Backbenchers know that in store for them is grief from the representatives, tedium in the conference hall, a poor meal and a cold bed at the end of the day. Of course, complaining that Conservative conference debates are dull is like objecting to the backdrop blue.
However, it is good to hear the old stage managers complaining about too much stage management.
But even Lord Tebbit, who has silenced a few dissidents in his time, was calling for a bit of discussion yesterday. 'So you're here to sew yourself into the seamless sheet of party unity?' a reporter asked. 'Seamless shroud, more like,' Lord Tebbit replied.
Meanwhile, one right-wing MP is wondering when the party is going to turn its tanks on his Blackpool hotel.
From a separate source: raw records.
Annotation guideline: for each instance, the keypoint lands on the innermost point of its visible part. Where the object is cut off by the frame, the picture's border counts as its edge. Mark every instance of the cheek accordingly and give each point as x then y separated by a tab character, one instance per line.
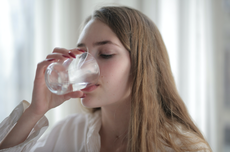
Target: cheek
115	76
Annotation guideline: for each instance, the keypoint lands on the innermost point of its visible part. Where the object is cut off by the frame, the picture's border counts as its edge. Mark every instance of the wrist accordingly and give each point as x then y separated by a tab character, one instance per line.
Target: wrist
34	114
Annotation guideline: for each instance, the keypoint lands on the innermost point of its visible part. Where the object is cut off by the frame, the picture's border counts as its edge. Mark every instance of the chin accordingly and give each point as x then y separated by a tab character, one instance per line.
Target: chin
89	103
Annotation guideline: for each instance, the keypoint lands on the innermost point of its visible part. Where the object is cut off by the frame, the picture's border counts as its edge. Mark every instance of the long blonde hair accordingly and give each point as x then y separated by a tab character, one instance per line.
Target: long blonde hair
158	113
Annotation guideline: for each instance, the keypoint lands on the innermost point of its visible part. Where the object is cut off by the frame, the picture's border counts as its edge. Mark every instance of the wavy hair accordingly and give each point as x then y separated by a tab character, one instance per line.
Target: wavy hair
159	117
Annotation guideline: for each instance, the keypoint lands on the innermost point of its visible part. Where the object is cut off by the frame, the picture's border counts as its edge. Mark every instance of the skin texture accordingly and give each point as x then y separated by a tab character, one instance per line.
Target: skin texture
113	92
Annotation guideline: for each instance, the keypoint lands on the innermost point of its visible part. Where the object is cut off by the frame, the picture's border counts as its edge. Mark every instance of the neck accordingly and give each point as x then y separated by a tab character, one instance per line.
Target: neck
115	123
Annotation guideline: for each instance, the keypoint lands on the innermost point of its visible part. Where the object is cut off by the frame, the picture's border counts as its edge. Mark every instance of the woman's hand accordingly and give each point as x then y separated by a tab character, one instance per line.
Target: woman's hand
42	99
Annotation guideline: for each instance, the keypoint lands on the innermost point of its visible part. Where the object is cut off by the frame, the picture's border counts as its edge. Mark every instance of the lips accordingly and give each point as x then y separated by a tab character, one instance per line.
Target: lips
90	88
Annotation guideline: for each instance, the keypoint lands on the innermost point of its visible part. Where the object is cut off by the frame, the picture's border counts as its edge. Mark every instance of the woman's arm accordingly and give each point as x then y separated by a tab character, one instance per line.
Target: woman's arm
21	130
42	101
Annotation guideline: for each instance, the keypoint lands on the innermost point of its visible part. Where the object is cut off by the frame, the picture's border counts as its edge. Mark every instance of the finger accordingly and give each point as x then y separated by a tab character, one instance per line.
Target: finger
57	56
76	94
41	67
61	50
77	51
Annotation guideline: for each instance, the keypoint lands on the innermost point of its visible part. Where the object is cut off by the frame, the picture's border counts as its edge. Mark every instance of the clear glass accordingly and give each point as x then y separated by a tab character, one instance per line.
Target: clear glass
73	74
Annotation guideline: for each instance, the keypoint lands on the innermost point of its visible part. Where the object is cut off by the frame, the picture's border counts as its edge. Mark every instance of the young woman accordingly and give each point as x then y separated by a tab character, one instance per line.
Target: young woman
136	106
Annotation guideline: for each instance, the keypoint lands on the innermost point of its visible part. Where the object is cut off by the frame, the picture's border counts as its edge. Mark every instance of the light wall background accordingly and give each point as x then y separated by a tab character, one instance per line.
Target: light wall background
196	34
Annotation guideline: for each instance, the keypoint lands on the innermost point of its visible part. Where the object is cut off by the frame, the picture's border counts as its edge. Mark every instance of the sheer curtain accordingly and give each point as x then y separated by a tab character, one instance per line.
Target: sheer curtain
33	28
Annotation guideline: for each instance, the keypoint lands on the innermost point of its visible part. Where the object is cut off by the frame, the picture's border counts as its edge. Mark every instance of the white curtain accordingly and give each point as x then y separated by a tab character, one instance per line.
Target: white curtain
32	28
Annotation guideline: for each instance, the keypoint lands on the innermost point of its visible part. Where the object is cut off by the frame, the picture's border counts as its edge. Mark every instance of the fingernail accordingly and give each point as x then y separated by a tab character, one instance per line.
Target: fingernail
71	54
50	59
83	96
81	50
65	56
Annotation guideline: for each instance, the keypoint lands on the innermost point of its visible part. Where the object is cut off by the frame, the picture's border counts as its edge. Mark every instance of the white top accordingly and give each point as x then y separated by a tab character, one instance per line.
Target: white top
76	133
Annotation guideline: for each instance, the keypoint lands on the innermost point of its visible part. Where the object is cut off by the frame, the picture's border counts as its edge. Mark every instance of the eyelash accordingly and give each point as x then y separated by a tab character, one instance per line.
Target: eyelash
106	56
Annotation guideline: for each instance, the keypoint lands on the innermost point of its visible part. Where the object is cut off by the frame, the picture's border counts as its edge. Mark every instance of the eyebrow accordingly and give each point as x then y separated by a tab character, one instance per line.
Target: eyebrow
98	43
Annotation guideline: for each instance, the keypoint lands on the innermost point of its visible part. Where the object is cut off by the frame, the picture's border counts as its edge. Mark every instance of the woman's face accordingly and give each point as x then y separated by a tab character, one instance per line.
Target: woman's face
114	62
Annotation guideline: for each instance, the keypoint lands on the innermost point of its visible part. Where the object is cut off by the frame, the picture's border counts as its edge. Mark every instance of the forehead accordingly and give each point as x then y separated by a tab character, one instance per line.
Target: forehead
96	30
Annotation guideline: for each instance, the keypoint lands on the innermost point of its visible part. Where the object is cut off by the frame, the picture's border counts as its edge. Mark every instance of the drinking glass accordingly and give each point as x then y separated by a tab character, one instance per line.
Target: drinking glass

'Democracy is dead,' Sir Teddy Taylor wailed, adding that, as far as stage-managed debate goes, the Conservative Party could have taught the old Soviet regime a thing or two.
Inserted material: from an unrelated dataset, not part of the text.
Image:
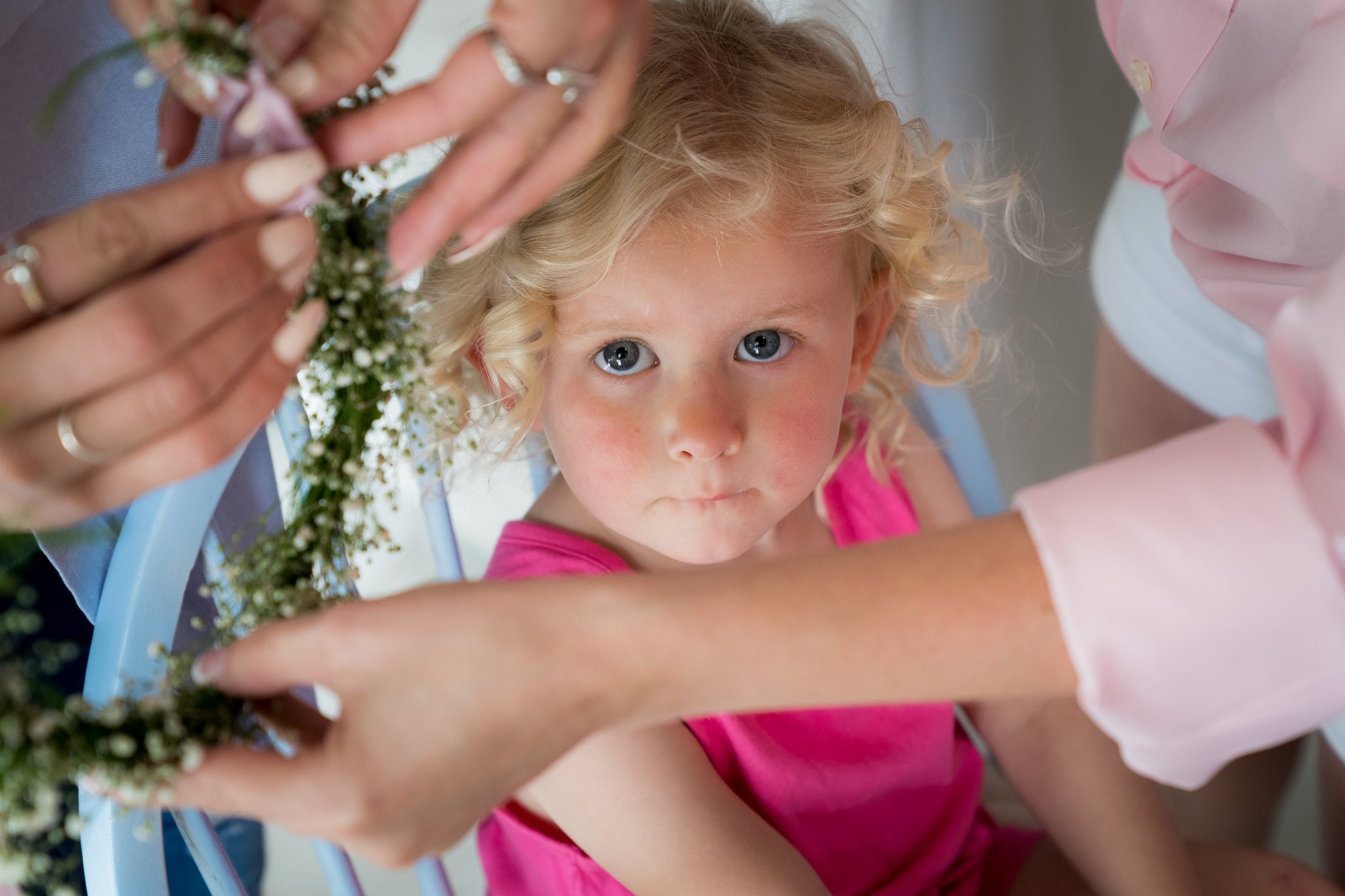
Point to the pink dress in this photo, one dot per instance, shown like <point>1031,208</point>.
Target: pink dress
<point>880,800</point>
Good stage management means nothing going wrong. And that's what allowed Gillian Shephard to call the agriculture debate 'excellent' and 'ably proposed' in a text of her speech released before the debate had taken place.
Perfectly normal practice, of course - and it only goes to show how perceptive, excellent and able a minister Mrs Shephard is.
BBC bashing - the normal recourse of a party on its uppers - is already a theme of the conference. Lord Tebbit, never the corporation's best friend, was not going to be left out: 'I'm all in favour of party unity,' he told his audience at a rain-sodden fringe meeting yesterday, 'so the first thing I want to do is make an attack on the BBC. I looked at the weather forecast on the way here and it said 'Showers dying out'. . .'
OF COURSE, a bit of flak never made one BBC staff member keep her head down. Which must explain the unabashed presence near the conference centre of a nippy white car with the number plate K8 ADY.
'PEOPLE like us' says the banner above the RSPCA's stand at the conference - what the society means is illustrated by photographs of party notables imposed on various animals. John Gummer gets, unaccountably, a swan; Nicholas Soames, more fittingly, a well-rounded sheep and John Major a glum-looking badger hastily digging itself into the ground.